YAM Ready to Jump Back in the DeFi Game, YAMv1 to YAMv2 Migration Underway
In just over a week, the one-day unaudited debacle from earlier last week is ready to return.
The YAM v1 to YAM v2 migration contract is already live since yesterday, and before the weekend is over, it will be completed.
“All YAMv1 tokens are eligible for migration, but YAM must be harvested from staking contracts to migrate,” states the team.
This governance token of Yam.Finance, which imitated another popular DeFi token YFI was launched with no-premine, no founder shares, no VC interests, and as a zero value token, is all about farming YAM by staking popular DeFi tokens — started with eight staking pools including LINK, COMP, LEND, YFI, MKR, SNX, WETH, and ETH/AMPL.

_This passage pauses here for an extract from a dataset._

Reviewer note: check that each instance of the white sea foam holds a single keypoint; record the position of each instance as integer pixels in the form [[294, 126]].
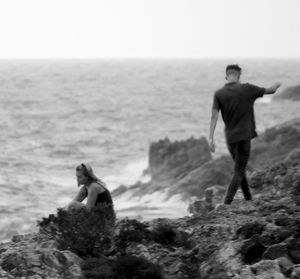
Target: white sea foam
[[132, 173], [57, 120]]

As the YAM team notified in the aftermath of the unaudited experiment’s crash, they are proceeding with the YAMv1 to YAMv2 migration process, now following a successful audit of the migration contract from Peckshield.
For YAM’s audit, the community raised 115,150 DAI. The audit process only found issues of “Low” or “Informational” severity and have been addressed.
The migration is currently undergoing, and after 4:20 PM UTC August 22, YAMv1 tokens will no longer be eligible for migration.
In YAM v2 token address, 4,904 transfers have been made from 3,566 addresses.
In YAM v1, only about $15 million funds are left in the balance, which reached $750 million on August 13 as traders looked to capitalize on outsized yields from lending and borrowing on the platform, as per Yamalytics.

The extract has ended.